The family and I came to see her at visiting times. Not being the greatest conversationalist on earth and having said the usual 'How are you?' and gone over how fed up Ann was, the remainder of visiting time saw me poring over the machine they had linked to her, trying to see how it worked. Apparently, it was pumping some stuff into her to induce the new baby. Ann was very frustrated. She just wanted it over with and vented her anger on me. 'You're more interested in that bloody machine than in me!'

We often laugh about that moment, and it reminds me to put the record straight about something. Ann is perceived by the rest of the world to be this quiet, dignified, kind and shy lady. That is 100 per cent correct - except when it comes to me! Trust me, she ain't that shy and quiet. As I tell people, she knows how to open her mouth to me all right!

One of the days I visited Ann, her grandfather Izzy wanted to come along. I picked him up and on the drive to the hospital, he said to me, 'I've changed my name, Al.' He used to call me Al.

'What are you taking about?' I said.

'Yeah, my name is now Ian Taylor.'

'Ian Taylor? What are you on about?'

'Well,' Izzy said, 'all the others have changed their name to Taylor, so I thought I should.'

'What others?'

You know, Jack and Harry.' He was referring to his sons.

I'll stop here for a while and explain the rationale behind name-changing.
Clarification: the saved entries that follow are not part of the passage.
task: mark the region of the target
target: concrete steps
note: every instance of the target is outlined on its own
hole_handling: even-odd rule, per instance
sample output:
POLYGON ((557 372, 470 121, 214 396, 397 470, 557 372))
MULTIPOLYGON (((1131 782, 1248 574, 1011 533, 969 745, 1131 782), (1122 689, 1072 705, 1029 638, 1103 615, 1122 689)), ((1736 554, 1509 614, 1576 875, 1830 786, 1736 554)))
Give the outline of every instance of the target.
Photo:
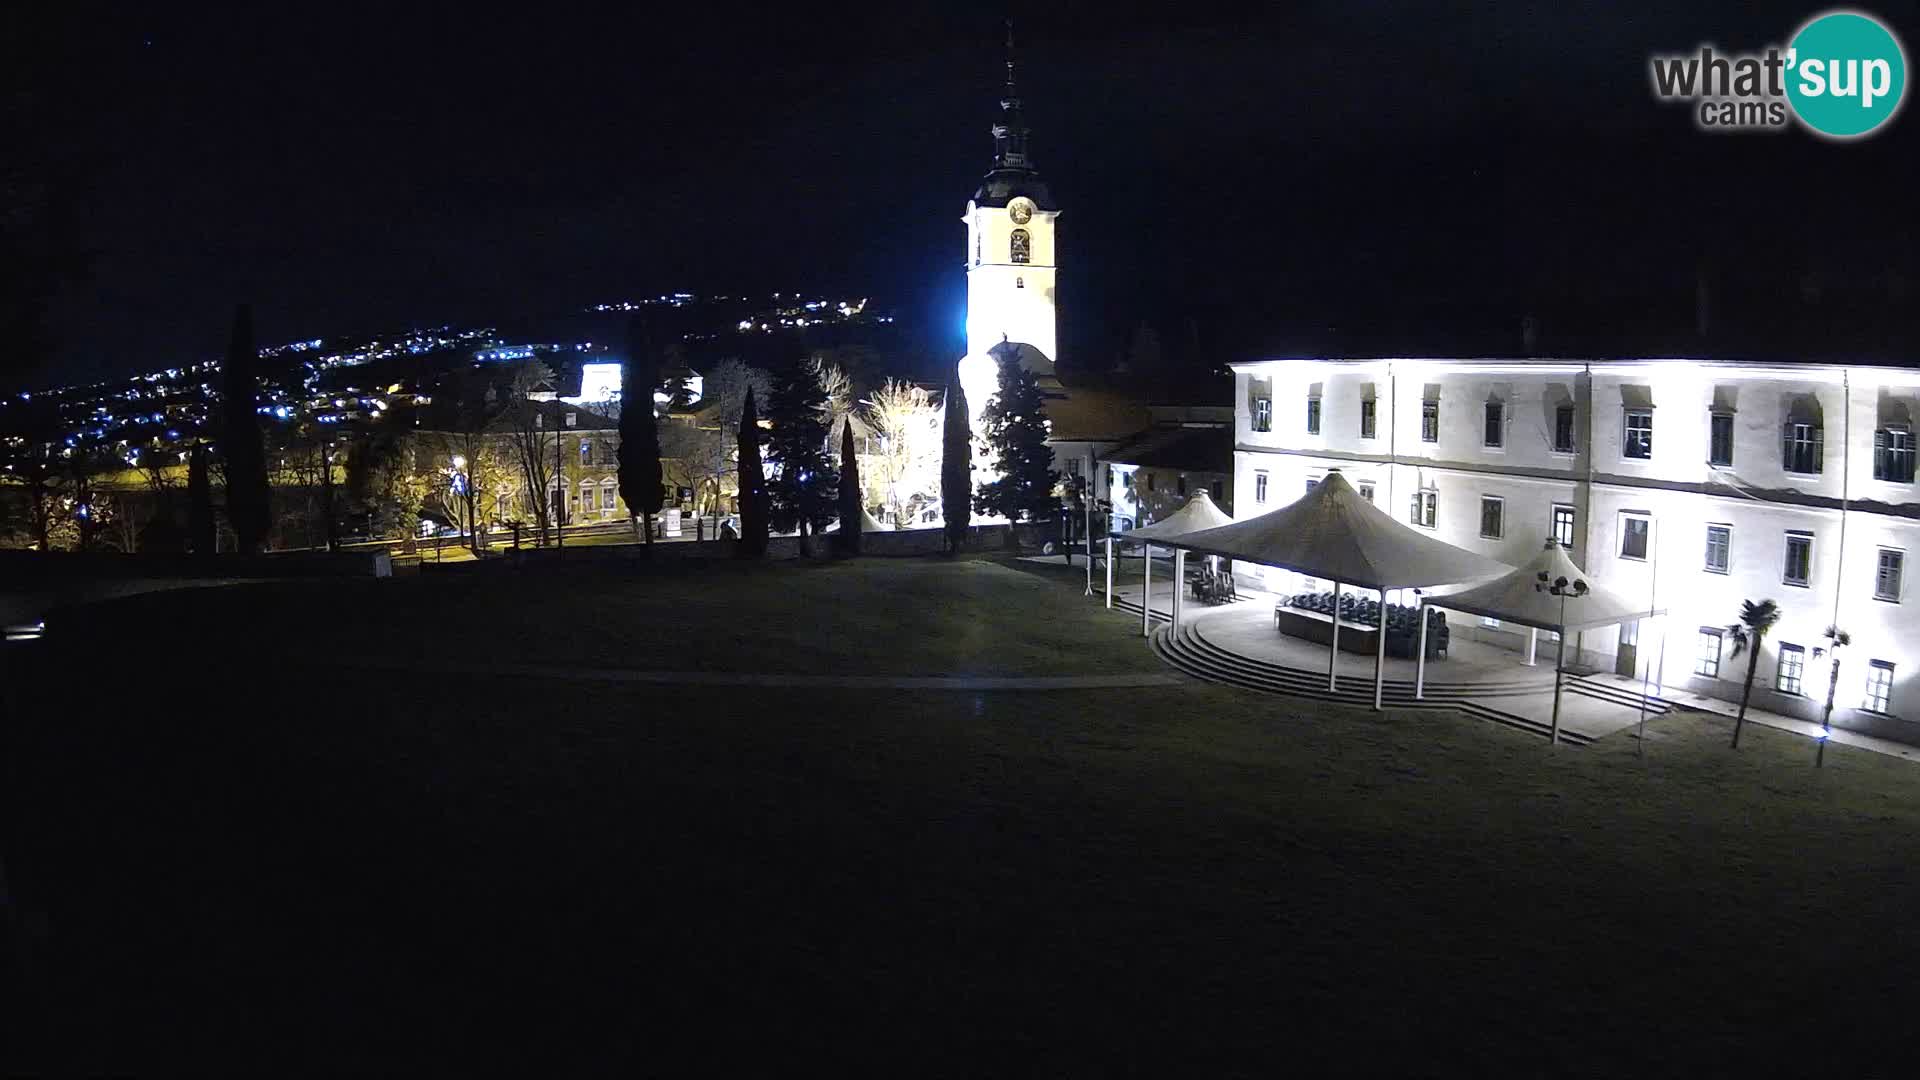
MULTIPOLYGON (((1610 705, 1622 705, 1635 710, 1640 708, 1640 692, 1638 690, 1628 690, 1625 687, 1611 682, 1588 679, 1584 675, 1567 676, 1566 692, 1569 694, 1579 694, 1582 697, 1594 698, 1598 701, 1607 702, 1610 705)), ((1647 695, 1648 716, 1665 716, 1667 713, 1672 712, 1673 708, 1673 702, 1657 694, 1647 695)))
MULTIPOLYGON (((1137 607, 1134 613, 1139 613, 1137 607)), ((1332 701, 1360 708, 1368 708, 1373 704, 1372 665, 1364 661, 1362 663, 1367 674, 1342 676, 1336 681, 1335 688, 1329 690, 1324 674, 1248 660, 1207 641, 1205 637, 1195 632, 1192 623, 1182 626, 1178 633, 1170 627, 1158 627, 1149 639, 1149 644, 1154 653, 1168 665, 1208 682, 1257 690, 1262 693, 1332 701)), ((1519 684, 1507 684, 1502 689, 1511 694, 1538 693, 1540 688, 1538 685, 1529 685, 1522 690, 1519 684)), ((1503 712, 1475 700, 1487 696, 1490 696, 1488 692, 1478 686, 1430 684, 1427 687, 1426 696, 1416 699, 1413 696, 1411 683, 1388 680, 1382 688, 1381 704, 1383 707, 1395 709, 1451 709, 1530 735, 1544 738, 1551 733, 1551 728, 1547 724, 1503 712)), ((1574 746, 1585 746, 1593 741, 1564 728, 1561 729, 1560 740, 1574 746)))

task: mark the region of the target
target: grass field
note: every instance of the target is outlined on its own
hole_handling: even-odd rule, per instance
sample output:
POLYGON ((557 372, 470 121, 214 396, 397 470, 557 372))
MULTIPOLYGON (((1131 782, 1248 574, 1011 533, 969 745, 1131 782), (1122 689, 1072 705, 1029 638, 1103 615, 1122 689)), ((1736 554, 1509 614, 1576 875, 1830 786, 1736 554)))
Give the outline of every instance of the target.
POLYGON ((56 621, 30 668, 9 657, 8 869, 46 928, 18 1052, 1904 1068, 1920 770, 1845 747, 1815 771, 1804 740, 1750 728, 1735 754, 1725 723, 1674 715, 1642 760, 1197 683, 766 692, 316 662, 1151 669, 1132 620, 1078 591, 991 562, 484 568, 125 601, 57 655, 56 621), (101 662, 130 624, 148 663, 101 662))

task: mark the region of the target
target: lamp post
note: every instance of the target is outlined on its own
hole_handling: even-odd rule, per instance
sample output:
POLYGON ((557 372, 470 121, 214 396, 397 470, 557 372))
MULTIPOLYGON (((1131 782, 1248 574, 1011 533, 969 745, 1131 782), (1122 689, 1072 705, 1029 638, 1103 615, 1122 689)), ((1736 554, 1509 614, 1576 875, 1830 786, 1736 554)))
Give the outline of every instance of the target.
POLYGON ((1561 673, 1567 667, 1567 600, 1570 597, 1587 595, 1587 583, 1581 578, 1568 581, 1565 575, 1549 580, 1545 570, 1540 571, 1533 583, 1534 592, 1552 593, 1560 598, 1560 632, 1554 642, 1553 657, 1553 745, 1560 745, 1560 684, 1561 673))

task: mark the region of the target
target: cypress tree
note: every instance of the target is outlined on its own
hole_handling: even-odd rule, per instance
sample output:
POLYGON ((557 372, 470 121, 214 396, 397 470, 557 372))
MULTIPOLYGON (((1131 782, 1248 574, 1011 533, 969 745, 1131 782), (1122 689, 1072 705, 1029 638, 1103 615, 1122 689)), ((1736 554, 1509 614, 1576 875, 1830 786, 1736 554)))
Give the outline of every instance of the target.
POLYGON ((753 387, 740 407, 740 546, 742 558, 767 553, 767 476, 760 467, 760 414, 753 406, 753 387))
POLYGON ((958 554, 973 520, 973 426, 958 383, 941 394, 940 510, 946 518, 947 552, 958 554))
POLYGON ((853 421, 840 427, 840 552, 860 554, 860 458, 853 452, 853 421))
POLYGON ((807 537, 833 520, 838 484, 827 456, 826 391, 805 363, 787 365, 774 377, 767 402, 772 432, 767 457, 779 471, 767 481, 767 521, 781 532, 807 537))
POLYGON ((648 547, 653 516, 664 491, 660 476, 660 431, 653 417, 653 388, 660 381, 660 346, 646 316, 627 324, 627 362, 620 366, 620 497, 639 515, 648 547))
POLYGON ((207 444, 202 442, 187 454, 187 519, 193 553, 213 554, 213 484, 207 479, 207 444))
POLYGON ((974 509, 1008 521, 1044 520, 1060 508, 1053 493, 1060 474, 1053 471, 1053 448, 1047 445, 1046 400, 1033 373, 1021 366, 1017 349, 996 352, 1000 392, 981 410, 980 419, 1000 477, 980 486, 974 509))
POLYGON ((221 420, 227 459, 227 517, 233 522, 242 555, 259 553, 271 523, 272 495, 267 489, 267 455, 260 440, 253 347, 253 308, 241 304, 233 314, 233 338, 220 365, 221 420))

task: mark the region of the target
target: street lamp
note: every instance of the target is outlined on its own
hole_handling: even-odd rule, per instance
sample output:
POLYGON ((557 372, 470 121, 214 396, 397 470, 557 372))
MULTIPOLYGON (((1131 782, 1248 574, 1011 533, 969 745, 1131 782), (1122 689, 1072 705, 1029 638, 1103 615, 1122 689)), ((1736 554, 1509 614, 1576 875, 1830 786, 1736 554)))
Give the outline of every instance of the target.
POLYGON ((1560 598, 1560 632, 1554 643, 1553 657, 1553 745, 1560 745, 1560 678, 1567 666, 1567 599, 1587 595, 1587 583, 1582 578, 1568 581, 1566 575, 1547 577, 1545 570, 1540 571, 1533 583, 1534 592, 1552 593, 1560 598))
POLYGON ((1823 636, 1827 639, 1826 648, 1815 646, 1813 650, 1815 660, 1820 659, 1823 653, 1828 658, 1827 707, 1826 711, 1820 714, 1820 737, 1816 740, 1820 744, 1820 749, 1813 755, 1813 766, 1816 769, 1827 763, 1827 743, 1833 738, 1833 697, 1840 689, 1840 650, 1853 644, 1853 635, 1838 626, 1827 627, 1827 632, 1823 636))

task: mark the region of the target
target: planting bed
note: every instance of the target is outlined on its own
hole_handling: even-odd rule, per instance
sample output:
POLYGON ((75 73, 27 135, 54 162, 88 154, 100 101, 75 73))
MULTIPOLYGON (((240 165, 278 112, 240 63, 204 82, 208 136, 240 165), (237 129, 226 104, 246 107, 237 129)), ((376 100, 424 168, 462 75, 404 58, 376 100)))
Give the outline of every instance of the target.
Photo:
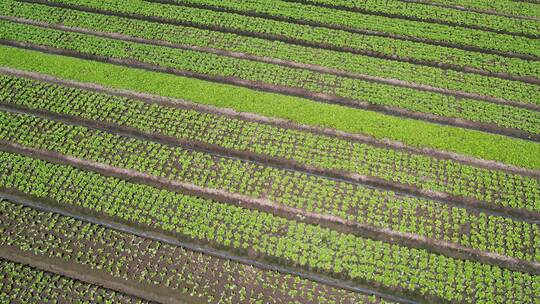
POLYGON ((0 299, 540 303, 540 4, 0 0, 0 299))

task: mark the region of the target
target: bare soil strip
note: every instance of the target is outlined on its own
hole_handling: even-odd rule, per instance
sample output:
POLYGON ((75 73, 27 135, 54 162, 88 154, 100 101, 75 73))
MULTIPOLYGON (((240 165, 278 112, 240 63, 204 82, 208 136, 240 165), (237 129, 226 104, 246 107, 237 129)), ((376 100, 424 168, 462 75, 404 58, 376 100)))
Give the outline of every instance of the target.
POLYGON ((137 37, 127 36, 127 35, 118 34, 118 33, 99 32, 99 31, 89 30, 89 29, 80 28, 80 27, 68 27, 68 26, 64 26, 60 24, 49 24, 46 22, 34 21, 30 19, 17 18, 17 17, 10 17, 10 16, 0 15, 0 20, 6 20, 10 22, 15 22, 15 23, 28 24, 28 25, 61 30, 61 31, 66 31, 66 32, 88 34, 92 36, 109 38, 109 39, 116 39, 116 40, 135 42, 135 43, 141 43, 141 44, 147 44, 147 45, 165 46, 165 47, 181 49, 181 50, 191 50, 191 51, 197 51, 201 53, 220 55, 224 57, 275 64, 279 66, 291 67, 291 68, 296 68, 296 69, 305 69, 305 70, 309 70, 309 71, 313 71, 317 73, 336 75, 336 76, 347 77, 351 79, 359 79, 359 80, 365 80, 369 82, 375 82, 375 83, 383 83, 383 84, 388 84, 388 85, 397 86, 397 87, 415 89, 419 91, 440 93, 440 94, 454 96, 458 98, 477 99, 477 100, 482 100, 482 101, 491 102, 491 103, 500 104, 500 105, 508 105, 508 106, 513 106, 513 107, 528 109, 531 111, 540 111, 540 105, 536 105, 536 104, 523 103, 520 101, 513 101, 513 100, 502 99, 502 98, 484 96, 484 95, 480 95, 476 93, 468 93, 468 92, 463 92, 463 91, 443 89, 439 87, 434 87, 434 86, 425 85, 425 84, 418 84, 418 83, 408 82, 408 81, 399 80, 399 79, 371 76, 371 75, 365 75, 365 74, 360 74, 360 73, 355 73, 355 72, 347 72, 347 71, 339 70, 336 68, 329 68, 329 67, 324 67, 324 66, 315 65, 315 64, 304 64, 304 63, 298 63, 298 62, 294 62, 290 60, 276 59, 276 58, 267 57, 267 56, 250 55, 250 54, 246 54, 242 52, 233 52, 233 51, 225 51, 225 50, 213 49, 213 48, 207 48, 207 47, 182 45, 182 44, 170 43, 170 42, 162 41, 162 40, 149 40, 149 39, 137 38, 137 37))
POLYGON ((223 109, 223 108, 218 108, 218 107, 209 106, 209 105, 197 104, 197 103, 187 101, 187 100, 182 100, 182 99, 175 99, 175 98, 163 97, 163 96, 158 96, 158 95, 133 92, 129 90, 108 88, 108 87, 104 87, 104 86, 93 84, 93 83, 83 83, 83 82, 77 82, 77 81, 72 81, 72 80, 65 80, 65 79, 49 76, 46 74, 22 71, 22 70, 17 70, 17 69, 8 68, 8 67, 0 67, 0 73, 4 73, 11 76, 26 77, 26 78, 30 78, 30 79, 34 79, 38 81, 44 81, 44 82, 48 82, 52 84, 73 87, 73 88, 78 88, 78 89, 83 89, 83 90, 91 90, 91 91, 110 94, 110 95, 119 96, 119 97, 139 99, 148 104, 158 104, 158 105, 171 107, 171 108, 196 110, 203 113, 223 115, 223 116, 234 118, 234 119, 242 119, 245 121, 272 125, 279 128, 293 129, 293 130, 298 130, 302 132, 310 132, 317 135, 337 137, 340 139, 350 140, 354 142, 366 143, 375 147, 380 147, 380 148, 385 148, 385 149, 394 149, 394 150, 404 151, 408 153, 420 154, 420 155, 425 155, 425 156, 429 156, 429 157, 433 157, 437 159, 448 159, 448 160, 453 160, 453 161, 466 164, 466 165, 471 165, 471 166, 476 166, 476 167, 486 168, 486 169, 500 170, 500 171, 504 171, 504 172, 508 172, 512 174, 520 174, 523 176, 540 179, 539 170, 521 168, 517 166, 504 164, 501 162, 483 160, 483 159, 473 158, 469 156, 460 155, 457 153, 441 151, 441 150, 436 150, 436 149, 411 147, 398 141, 379 140, 371 136, 362 135, 362 134, 347 133, 347 132, 330 129, 330 128, 301 125, 301 124, 297 124, 297 123, 294 123, 285 119, 280 119, 280 118, 266 117, 266 116, 253 114, 253 113, 246 113, 246 112, 237 112, 233 109, 223 109))
POLYGON ((6 141, 0 141, 0 150, 50 161, 60 165, 70 165, 83 170, 97 172, 105 176, 112 176, 130 182, 146 184, 160 189, 167 189, 187 195, 228 203, 243 208, 259 210, 294 221, 319 225, 339 232, 352 233, 360 237, 367 237, 384 242, 392 242, 407 247, 425 249, 452 258, 478 261, 485 264, 508 268, 513 271, 540 275, 540 263, 519 260, 496 253, 483 252, 445 241, 429 239, 411 233, 402 233, 392 231, 390 229, 375 228, 369 225, 345 220, 337 216, 323 215, 308 212, 303 209, 276 204, 266 199, 254 199, 219 189, 209 189, 190 183, 173 181, 134 170, 122 169, 102 163, 83 160, 57 152, 28 148, 6 141))
POLYGON ((517 76, 517 75, 511 75, 508 73, 494 73, 494 72, 488 72, 476 68, 471 67, 463 67, 458 65, 452 65, 452 64, 445 64, 445 63, 439 63, 439 62, 432 62, 432 61, 425 61, 425 60, 418 60, 414 58, 401 58, 396 57, 392 55, 387 55, 383 53, 378 52, 372 52, 372 51, 365 51, 365 50, 356 50, 353 48, 348 47, 338 47, 331 44, 323 44, 323 43, 314 43, 309 42, 305 40, 298 40, 298 39, 292 39, 285 36, 277 36, 277 35, 269 35, 264 33, 254 33, 249 31, 242 31, 242 30, 235 30, 231 28, 224 28, 224 27, 216 27, 216 26, 205 26, 201 24, 191 23, 187 21, 175 21, 175 20, 168 20, 161 17, 155 17, 155 16, 143 16, 143 15, 136 15, 136 14, 126 14, 126 13, 119 13, 119 12, 110 12, 106 10, 100 10, 100 9, 94 9, 94 8, 88 8, 81 5, 69 5, 64 3, 55 3, 55 2, 47 2, 44 0, 19 0, 20 2, 28 2, 28 3, 37 3, 42 5, 48 5, 51 7, 60 7, 60 8, 67 8, 67 9, 73 9, 78 10, 82 12, 89 12, 89 13, 96 13, 101 14, 105 16, 116 16, 116 17, 123 17, 123 18, 131 18, 131 19, 137 19, 137 20, 143 20, 148 22, 158 22, 158 23, 165 23, 165 24, 171 24, 171 25, 179 25, 179 26, 188 26, 198 29, 204 29, 204 30, 211 30, 216 32, 223 32, 223 33, 231 33, 236 34, 240 36, 247 36, 247 37, 253 37, 253 38, 260 38, 260 39, 266 39, 270 41, 282 41, 285 43, 300 45, 300 46, 306 46, 306 47, 312 47, 312 48, 321 48, 321 49, 327 49, 337 52, 347 52, 352 54, 358 54, 358 55, 365 55, 365 56, 371 56, 371 57, 377 57, 387 60, 395 60, 395 61, 401 61, 401 62, 408 62, 412 64, 418 64, 418 65, 425 65, 425 66, 431 66, 431 67, 438 67, 442 69, 449 69, 454 70, 458 72, 465 72, 465 73, 473 73, 478 74, 482 76, 492 76, 492 77, 498 77, 501 79, 507 79, 507 80, 516 80, 516 81, 523 81, 526 83, 533 83, 533 84, 540 84, 540 79, 534 78, 534 77, 528 77, 528 76, 517 76))
MULTIPOLYGON (((29 0, 22 0, 22 1, 29 1, 29 0)), ((34 1, 34 0, 30 0, 30 1, 34 1)), ((243 16, 248 16, 248 17, 264 18, 264 19, 299 24, 299 25, 309 25, 313 27, 328 28, 332 30, 349 32, 353 34, 386 37, 386 38, 392 38, 396 40, 404 40, 404 41, 412 41, 412 42, 421 42, 421 43, 450 47, 454 49, 460 49, 460 50, 471 51, 471 52, 500 55, 500 56, 511 57, 511 58, 520 58, 524 60, 540 61, 539 57, 536 57, 533 55, 484 49, 484 48, 480 48, 480 47, 476 47, 472 45, 457 44, 457 43, 452 43, 452 42, 437 41, 437 40, 412 37, 412 36, 403 36, 403 35, 390 34, 390 33, 379 32, 379 31, 360 30, 360 29, 351 28, 351 27, 342 26, 342 25, 327 24, 327 23, 314 22, 314 21, 308 21, 308 20, 302 20, 302 19, 292 19, 292 18, 287 18, 287 17, 280 17, 280 16, 269 15, 269 14, 257 13, 257 12, 246 12, 246 11, 241 11, 241 10, 236 10, 236 9, 231 9, 231 8, 208 5, 208 4, 181 3, 181 2, 171 1, 171 0, 152 0, 148 2, 176 5, 176 6, 183 6, 183 7, 191 7, 191 8, 200 8, 200 9, 206 9, 206 10, 211 10, 215 12, 233 13, 233 14, 243 15, 243 16)))
POLYGON ((100 130, 107 133, 115 133, 126 137, 158 142, 168 146, 178 146, 187 150, 195 150, 223 158, 230 158, 240 161, 249 161, 273 168, 278 168, 287 171, 296 171, 306 175, 322 177, 324 179, 336 180, 340 182, 348 182, 353 184, 363 184, 366 186, 378 188, 384 191, 393 191, 402 196, 414 196, 458 206, 472 211, 475 214, 486 213, 498 217, 511 218, 518 221, 540 223, 540 214, 533 211, 523 209, 513 209, 509 207, 498 206, 476 200, 473 198, 454 196, 445 192, 425 190, 412 185, 399 184, 389 182, 373 176, 351 173, 343 170, 324 169, 320 167, 305 165, 294 160, 283 159, 279 157, 271 157, 248 151, 238 151, 211 145, 204 142, 183 140, 172 136, 167 136, 159 133, 145 133, 137 129, 119 126, 115 124, 97 122, 80 117, 70 115, 62 115, 42 110, 33 110, 8 104, 3 104, 0 101, 0 110, 33 115, 45 119, 61 121, 70 125, 84 126, 89 129, 100 130))
POLYGON ((472 130, 488 132, 492 134, 504 135, 504 136, 508 136, 512 138, 519 138, 519 139, 529 140, 533 142, 540 142, 540 134, 532 134, 532 133, 528 133, 528 132, 517 130, 517 129, 502 128, 493 124, 478 123, 478 122, 473 122, 469 120, 464 120, 461 118, 444 117, 444 116, 438 116, 434 114, 412 112, 412 111, 404 110, 397 107, 374 105, 374 104, 371 104, 369 102, 362 101, 362 100, 343 98, 343 97, 331 95, 331 94, 314 93, 314 92, 307 91, 305 89, 300 89, 300 88, 269 85, 266 83, 245 80, 238 77, 209 76, 202 73, 177 70, 174 68, 147 64, 147 63, 143 63, 143 62, 136 61, 133 59, 116 59, 116 58, 110 58, 110 57, 105 57, 105 56, 100 56, 100 55, 81 54, 79 52, 74 52, 70 50, 39 46, 39 45, 34 45, 30 43, 25 43, 25 42, 0 40, 0 44, 24 48, 28 50, 41 51, 48 54, 70 56, 70 57, 76 57, 76 58, 81 58, 81 59, 86 59, 86 60, 94 60, 94 61, 99 61, 99 62, 104 62, 104 63, 132 67, 132 68, 139 68, 139 69, 144 69, 148 71, 197 78, 197 79, 212 81, 212 82, 217 82, 217 83, 232 84, 232 85, 237 85, 237 86, 254 89, 254 90, 302 97, 302 98, 307 98, 307 99, 311 99, 318 102, 342 105, 342 106, 347 106, 350 108, 376 111, 376 112, 385 113, 385 114, 396 116, 396 117, 418 119, 418 120, 423 120, 427 122, 437 123, 440 125, 462 127, 462 128, 472 129, 472 130))
MULTIPOLYGON (((148 0, 147 0, 148 1, 148 0)), ((440 20, 440 19, 422 19, 414 16, 405 16, 405 15, 399 15, 399 14, 389 14, 389 13, 383 13, 383 12, 375 12, 370 11, 358 7, 349 7, 344 5, 332 5, 332 4, 326 4, 326 3, 318 3, 318 2, 311 2, 309 0, 283 0, 285 2, 291 2, 291 3, 301 3, 304 5, 312 5, 312 6, 318 6, 318 7, 324 7, 334 10, 341 10, 346 12, 352 12, 352 13, 359 13, 363 15, 371 15, 371 16, 381 16, 381 17, 387 17, 387 18, 394 18, 394 19, 402 19, 402 20, 409 20, 409 21, 416 21, 416 22, 423 22, 423 23, 434 23, 434 24, 440 24, 440 25, 447 25, 447 26, 453 26, 453 27, 460 27, 460 28, 466 28, 466 29, 473 29, 473 30, 480 30, 484 32, 490 32, 490 33, 496 33, 496 34, 503 34, 503 35, 512 35, 512 36, 520 36, 520 37, 526 37, 531 39, 536 39, 539 36, 538 35, 531 35, 526 33, 519 33, 519 32, 510 32, 505 30, 498 30, 493 29, 486 26, 480 26, 480 25, 473 25, 473 24, 461 24, 458 22, 451 22, 447 20, 440 20)))
POLYGON ((69 262, 62 258, 33 255, 29 252, 22 251, 15 246, 0 246, 0 257, 5 260, 101 286, 109 290, 135 296, 150 302, 163 304, 197 304, 197 302, 188 298, 182 297, 180 299, 178 296, 171 297, 170 295, 166 295, 161 290, 163 288, 159 286, 150 286, 136 281, 125 281, 113 277, 106 272, 69 262))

When Jews came to England with names like Schneider, they felt it would be a good idea to change them to something a bit more anglicised. They didn't want their names to stick out like a sore thumb when applying for a job or a council flat, as there was a lot of anti-Semitism in the days of Jewish immigration. Moreover, in the workplace, they felt more comfortable with their anglicised surnames.

In the case of Izzy Schneider, his sons changed their surname to Taylor. Schneider in Yiddish, I was told, means 'tailor', but there are conflicting stories, as I'm also told it means 'cabinet maker' or 'woodworker'. Anyway, who cares? They changed their name to Taylor.

Now you have the background, I can explain why this was so funny. You see, Izzy's sons had changed their names
forty years earlier,
when they were
about eighteen and Izzy was about forty-two. And here he was - forty years on, at the grand old age of eighty-two - announcing that he was now Ian Taylor. It was hilarious. I could not stop laughing. Actually, I think he got a bit angry at me.

I'm convinced to this day that it wasn't the machine that induced Ann into labour - it was me telling her this story at her bedside, with Ian beside me. She was biting her lip trying to hold back the laughter, not wishing to upset her granddad.

I went home that night after visiting and, for some reason, Ian stayed at my house - I think Rita and Johnnie had taken the boys to theirs. At four in the morning, on 10 March 1974, Ann rang me from the hospital to say that we'd had a girl. Great news.

In those days there were no ultrasound scans to let you know the sex of the unborn child, so predictions were all down to old wives' tales, with everyone putting in their two-penn'orth. 'It's laying in the front - it's a boy. It's laying high - it's a girl. Your bum is much bigger than when you had the first two - it's a girl,' and so on. During the pregnancy, Daphne, who I called a ringer, would say with absolute authority, Ann is having a boy.' Then, four weeks later, she'd forget she said that and come out with, 'It's going to be a girl.' Finally, when the baby arrived, she exclaimed, 'There you are - I told you I was right.' That's what a ringer is.